Jazzi dit: 22 avril 2018 à 11 h 35 min

« Nico 1988″, le boug, s’attache à la dernière tournée européenne, de 1986 à sa mort à Ibiza, de la belle Nico devenue une grosse junkie. Grand moment, son concert interdit à Prague. En Italie, elle est invitée à chanter par un musicien de jazz célèbre : Giulio Barozzi. Friqué mais… vilain !

Jazzi dit: 22 avril 2018 à 13 h 09 min

Ni nostalgie ni pipolisation dans ce « Nico, 1988″ réalisé par l’italienne Susanna Nicchiarelli.
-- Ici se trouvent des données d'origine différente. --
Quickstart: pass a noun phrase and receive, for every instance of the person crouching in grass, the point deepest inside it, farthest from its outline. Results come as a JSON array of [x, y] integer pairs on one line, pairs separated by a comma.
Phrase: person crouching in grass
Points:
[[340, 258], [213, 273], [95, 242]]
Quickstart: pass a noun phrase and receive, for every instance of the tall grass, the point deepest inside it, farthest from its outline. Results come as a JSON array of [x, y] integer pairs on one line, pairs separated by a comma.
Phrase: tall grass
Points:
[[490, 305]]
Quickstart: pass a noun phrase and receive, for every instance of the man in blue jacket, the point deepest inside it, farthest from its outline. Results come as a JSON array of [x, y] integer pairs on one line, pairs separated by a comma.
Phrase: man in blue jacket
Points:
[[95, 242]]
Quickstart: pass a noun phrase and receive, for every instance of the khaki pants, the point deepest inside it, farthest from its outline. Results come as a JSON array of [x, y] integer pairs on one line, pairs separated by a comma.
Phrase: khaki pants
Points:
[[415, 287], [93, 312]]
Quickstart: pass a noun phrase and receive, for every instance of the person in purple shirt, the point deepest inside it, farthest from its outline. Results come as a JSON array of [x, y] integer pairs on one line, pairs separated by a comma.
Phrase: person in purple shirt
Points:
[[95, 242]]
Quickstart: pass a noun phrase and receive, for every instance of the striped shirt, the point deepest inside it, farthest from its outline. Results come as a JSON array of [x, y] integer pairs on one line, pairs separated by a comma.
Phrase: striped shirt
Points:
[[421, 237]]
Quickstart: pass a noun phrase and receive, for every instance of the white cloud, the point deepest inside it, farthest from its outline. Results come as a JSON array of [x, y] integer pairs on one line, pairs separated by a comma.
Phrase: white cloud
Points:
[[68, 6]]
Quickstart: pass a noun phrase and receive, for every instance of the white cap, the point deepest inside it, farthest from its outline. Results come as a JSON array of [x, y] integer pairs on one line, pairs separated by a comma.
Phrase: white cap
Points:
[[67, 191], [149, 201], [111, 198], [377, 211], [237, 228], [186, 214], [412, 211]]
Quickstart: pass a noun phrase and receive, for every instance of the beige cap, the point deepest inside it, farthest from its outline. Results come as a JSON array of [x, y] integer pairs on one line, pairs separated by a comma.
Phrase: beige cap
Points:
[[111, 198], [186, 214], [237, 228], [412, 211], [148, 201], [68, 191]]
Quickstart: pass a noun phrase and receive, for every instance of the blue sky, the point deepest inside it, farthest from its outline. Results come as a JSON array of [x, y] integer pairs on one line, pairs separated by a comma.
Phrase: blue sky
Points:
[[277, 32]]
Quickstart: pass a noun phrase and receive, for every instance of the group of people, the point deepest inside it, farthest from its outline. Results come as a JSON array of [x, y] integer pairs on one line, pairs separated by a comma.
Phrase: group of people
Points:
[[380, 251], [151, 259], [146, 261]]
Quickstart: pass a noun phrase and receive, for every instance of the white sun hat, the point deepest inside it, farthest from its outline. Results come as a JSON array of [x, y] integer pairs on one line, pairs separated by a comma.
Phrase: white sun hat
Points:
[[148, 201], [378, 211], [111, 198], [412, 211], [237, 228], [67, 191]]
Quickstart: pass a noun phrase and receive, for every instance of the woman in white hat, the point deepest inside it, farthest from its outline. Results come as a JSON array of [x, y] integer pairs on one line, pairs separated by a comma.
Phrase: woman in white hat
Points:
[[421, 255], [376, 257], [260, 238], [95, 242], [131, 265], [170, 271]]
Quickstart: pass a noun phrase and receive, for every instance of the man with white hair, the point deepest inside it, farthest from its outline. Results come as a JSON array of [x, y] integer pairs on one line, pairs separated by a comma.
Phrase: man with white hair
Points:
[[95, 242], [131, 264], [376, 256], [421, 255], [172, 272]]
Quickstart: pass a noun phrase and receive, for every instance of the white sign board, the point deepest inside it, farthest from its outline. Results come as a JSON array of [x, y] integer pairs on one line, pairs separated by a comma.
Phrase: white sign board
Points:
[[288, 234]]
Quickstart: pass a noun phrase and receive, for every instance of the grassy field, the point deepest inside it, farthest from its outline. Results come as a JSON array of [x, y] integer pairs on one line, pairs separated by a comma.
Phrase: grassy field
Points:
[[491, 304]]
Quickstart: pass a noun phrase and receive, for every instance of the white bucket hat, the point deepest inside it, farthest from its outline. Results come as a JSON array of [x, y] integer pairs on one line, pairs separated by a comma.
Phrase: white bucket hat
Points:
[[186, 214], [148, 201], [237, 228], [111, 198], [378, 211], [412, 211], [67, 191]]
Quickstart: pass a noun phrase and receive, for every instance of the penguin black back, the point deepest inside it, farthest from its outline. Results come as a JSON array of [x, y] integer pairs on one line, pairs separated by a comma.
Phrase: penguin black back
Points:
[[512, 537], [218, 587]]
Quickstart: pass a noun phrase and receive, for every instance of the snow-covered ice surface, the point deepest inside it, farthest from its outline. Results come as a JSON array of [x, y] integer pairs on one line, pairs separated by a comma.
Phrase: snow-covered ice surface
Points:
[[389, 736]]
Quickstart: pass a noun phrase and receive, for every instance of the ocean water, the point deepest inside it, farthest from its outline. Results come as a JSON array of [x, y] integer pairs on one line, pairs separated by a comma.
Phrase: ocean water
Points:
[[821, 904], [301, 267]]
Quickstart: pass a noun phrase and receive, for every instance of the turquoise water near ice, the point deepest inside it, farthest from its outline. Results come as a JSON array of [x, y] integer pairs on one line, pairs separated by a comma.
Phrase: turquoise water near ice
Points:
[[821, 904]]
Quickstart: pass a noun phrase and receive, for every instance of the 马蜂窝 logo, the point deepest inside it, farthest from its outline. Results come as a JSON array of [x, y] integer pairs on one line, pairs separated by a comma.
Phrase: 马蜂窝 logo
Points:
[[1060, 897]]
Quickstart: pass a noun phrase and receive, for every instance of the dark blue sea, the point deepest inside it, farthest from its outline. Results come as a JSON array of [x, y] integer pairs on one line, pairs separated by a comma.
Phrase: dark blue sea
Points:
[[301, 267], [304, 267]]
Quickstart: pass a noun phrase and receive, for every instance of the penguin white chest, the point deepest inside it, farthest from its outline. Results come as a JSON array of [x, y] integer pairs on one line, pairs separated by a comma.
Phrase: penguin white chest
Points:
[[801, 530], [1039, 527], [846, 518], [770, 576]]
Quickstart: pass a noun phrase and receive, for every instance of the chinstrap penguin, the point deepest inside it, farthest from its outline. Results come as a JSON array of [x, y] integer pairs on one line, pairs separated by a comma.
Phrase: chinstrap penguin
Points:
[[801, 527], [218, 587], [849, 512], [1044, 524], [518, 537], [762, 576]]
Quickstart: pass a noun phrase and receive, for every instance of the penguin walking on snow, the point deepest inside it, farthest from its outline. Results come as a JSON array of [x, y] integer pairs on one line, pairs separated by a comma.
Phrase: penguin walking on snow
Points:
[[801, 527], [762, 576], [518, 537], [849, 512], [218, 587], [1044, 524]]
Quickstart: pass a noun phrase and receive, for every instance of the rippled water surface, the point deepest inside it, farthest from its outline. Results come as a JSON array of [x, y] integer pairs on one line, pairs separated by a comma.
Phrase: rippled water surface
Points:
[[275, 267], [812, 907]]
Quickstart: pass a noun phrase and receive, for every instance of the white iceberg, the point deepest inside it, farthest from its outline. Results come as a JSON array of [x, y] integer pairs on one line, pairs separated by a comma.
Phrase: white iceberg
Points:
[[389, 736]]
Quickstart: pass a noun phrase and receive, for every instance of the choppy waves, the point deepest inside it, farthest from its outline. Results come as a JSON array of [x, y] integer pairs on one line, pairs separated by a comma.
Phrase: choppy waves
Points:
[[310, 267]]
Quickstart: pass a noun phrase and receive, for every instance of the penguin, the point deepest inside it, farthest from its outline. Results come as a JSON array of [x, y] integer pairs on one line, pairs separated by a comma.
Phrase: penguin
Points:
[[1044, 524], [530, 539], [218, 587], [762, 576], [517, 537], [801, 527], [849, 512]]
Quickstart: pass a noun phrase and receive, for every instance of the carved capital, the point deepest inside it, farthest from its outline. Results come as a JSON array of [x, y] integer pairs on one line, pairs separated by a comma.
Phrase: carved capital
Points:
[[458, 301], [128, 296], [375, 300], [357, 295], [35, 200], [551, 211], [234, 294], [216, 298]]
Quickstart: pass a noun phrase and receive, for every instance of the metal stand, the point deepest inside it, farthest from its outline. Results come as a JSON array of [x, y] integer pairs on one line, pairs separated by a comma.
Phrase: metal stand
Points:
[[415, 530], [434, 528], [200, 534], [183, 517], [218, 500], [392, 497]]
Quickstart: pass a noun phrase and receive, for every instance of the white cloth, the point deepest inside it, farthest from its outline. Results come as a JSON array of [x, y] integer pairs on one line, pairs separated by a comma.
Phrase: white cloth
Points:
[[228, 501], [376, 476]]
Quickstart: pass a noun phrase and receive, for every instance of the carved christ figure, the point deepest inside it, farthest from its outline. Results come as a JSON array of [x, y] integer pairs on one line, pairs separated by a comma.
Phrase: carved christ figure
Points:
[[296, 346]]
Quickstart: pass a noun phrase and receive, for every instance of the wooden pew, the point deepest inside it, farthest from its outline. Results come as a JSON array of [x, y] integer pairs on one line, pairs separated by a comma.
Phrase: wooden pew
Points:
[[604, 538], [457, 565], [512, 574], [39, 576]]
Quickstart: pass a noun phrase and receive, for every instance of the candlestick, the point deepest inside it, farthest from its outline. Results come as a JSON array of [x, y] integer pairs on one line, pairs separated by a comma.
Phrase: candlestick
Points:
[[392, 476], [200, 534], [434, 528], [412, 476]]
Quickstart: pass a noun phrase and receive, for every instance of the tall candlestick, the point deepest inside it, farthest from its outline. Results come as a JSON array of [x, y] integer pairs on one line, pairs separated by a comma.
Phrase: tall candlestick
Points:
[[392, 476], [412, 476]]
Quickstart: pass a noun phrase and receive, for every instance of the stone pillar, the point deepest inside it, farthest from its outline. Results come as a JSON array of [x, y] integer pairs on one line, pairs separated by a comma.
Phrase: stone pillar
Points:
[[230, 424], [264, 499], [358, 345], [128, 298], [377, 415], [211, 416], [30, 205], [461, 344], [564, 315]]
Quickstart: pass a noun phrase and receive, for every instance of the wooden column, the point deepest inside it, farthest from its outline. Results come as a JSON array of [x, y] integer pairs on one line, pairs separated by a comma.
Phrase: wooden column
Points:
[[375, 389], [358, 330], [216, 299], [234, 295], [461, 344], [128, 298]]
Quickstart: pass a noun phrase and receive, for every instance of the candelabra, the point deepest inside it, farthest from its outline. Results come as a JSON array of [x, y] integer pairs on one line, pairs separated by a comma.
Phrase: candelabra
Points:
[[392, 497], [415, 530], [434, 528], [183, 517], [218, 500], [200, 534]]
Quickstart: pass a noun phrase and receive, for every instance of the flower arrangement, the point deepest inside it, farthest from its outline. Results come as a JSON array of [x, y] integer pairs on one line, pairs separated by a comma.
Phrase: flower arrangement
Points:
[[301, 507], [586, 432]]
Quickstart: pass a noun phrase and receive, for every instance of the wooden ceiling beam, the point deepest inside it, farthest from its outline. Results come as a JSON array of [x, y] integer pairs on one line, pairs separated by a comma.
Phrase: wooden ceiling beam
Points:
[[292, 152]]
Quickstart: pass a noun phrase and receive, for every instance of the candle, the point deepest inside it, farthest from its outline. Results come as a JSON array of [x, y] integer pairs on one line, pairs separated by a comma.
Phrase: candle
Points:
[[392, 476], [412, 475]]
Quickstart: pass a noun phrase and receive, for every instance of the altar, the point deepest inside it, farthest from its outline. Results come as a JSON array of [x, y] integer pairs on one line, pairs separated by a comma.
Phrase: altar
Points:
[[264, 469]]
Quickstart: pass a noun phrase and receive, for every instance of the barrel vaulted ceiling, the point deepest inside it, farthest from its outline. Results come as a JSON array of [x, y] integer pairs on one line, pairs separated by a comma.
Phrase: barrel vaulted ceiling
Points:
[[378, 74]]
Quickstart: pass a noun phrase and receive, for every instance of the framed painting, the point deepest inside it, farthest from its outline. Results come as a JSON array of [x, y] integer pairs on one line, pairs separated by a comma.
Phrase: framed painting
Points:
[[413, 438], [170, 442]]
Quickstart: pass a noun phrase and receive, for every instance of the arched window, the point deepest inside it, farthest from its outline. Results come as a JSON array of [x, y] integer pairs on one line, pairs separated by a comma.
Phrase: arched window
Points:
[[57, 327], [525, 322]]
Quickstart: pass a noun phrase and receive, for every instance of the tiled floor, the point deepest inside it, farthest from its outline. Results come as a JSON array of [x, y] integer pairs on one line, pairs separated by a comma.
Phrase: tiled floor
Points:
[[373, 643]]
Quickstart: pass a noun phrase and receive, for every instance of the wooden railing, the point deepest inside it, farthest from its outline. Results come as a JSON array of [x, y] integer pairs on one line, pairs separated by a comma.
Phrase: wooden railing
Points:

L’ex muse du Velvet underground, qui affirme que sa vie a commencé après cette époque, remarquablement incarnée par l’actrice Trine Dyrholm, s’est alors installée à Manchester, qui lui rappelle le Berlin en ruine de son enfance. Elle ne veut plus qu’on l’appelle Nico mais Christa, son prénom réel. Elle y rencontre un impresario juif, secrètement amoureux d’elle, qui va s’occuper de sa « carrière » musicale et surtout l’aider à récupérer son fils suicidaire Aaron dit Ari. Un enfant non reconnu par son père, qui fut élevé en France par ses grands parents paternels ( le fils à gueule d’ange qu’elle eut avec Alain Delon, dont le nom n’est jamais mentionné dans le film). A-t-elle compris que pour que son fils vive, il lui fallait disparaitre ?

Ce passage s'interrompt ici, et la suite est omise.